A Victim of Neglect at Home of the Innocents Health Care Center? We Can Help

Do you suspect that your loved one was injured or harmed while living at Home of the Innocents Health Care Center? If so, contact the Kentucky nursing home abuse attorneys at Nursing Home Law Center at (800) 926-7565 for immediate legal intervention. Our network of attorneys fights aggressively on behalf of Jefferson County victims of mistreatment living in long-term facilities including nursing homes in Louisville. Contact us now to schedule a free case review to discuss how to obtain justice and resolve a financial compensation claim.

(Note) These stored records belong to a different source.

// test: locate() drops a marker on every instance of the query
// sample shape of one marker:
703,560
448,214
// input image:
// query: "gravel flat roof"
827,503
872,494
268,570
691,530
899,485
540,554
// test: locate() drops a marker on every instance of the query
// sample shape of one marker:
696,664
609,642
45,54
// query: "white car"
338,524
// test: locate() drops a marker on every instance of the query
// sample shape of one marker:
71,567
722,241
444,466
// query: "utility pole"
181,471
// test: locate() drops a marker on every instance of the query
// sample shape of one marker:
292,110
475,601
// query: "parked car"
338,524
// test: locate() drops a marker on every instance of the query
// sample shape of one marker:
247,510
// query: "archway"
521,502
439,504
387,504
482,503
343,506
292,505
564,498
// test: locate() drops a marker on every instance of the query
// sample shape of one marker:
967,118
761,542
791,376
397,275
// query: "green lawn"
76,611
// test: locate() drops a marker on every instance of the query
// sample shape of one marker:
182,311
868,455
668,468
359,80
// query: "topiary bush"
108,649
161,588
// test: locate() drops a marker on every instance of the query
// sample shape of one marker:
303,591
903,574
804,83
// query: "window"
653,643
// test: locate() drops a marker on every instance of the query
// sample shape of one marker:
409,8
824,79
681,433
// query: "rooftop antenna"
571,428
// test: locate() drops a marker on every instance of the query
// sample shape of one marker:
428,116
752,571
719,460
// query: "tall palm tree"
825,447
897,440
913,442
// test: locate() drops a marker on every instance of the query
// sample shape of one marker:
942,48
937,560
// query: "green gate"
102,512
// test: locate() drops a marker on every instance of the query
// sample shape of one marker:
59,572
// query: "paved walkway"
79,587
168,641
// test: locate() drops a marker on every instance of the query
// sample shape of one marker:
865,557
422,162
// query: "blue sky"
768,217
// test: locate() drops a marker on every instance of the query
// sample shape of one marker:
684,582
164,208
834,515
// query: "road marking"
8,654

Our skillful attorneys provide legal representation in victim cases involving nursing home abuse when it occurs in private and public nursing facilities. We accept every case concerning wrongful death, nursing home abuse, and personal injury through a contingency fee agreement. This arrangement postpones your need to make a payment for our legal services until after your case is successfully resolved through a negotiated out of court settlement or jury trial award.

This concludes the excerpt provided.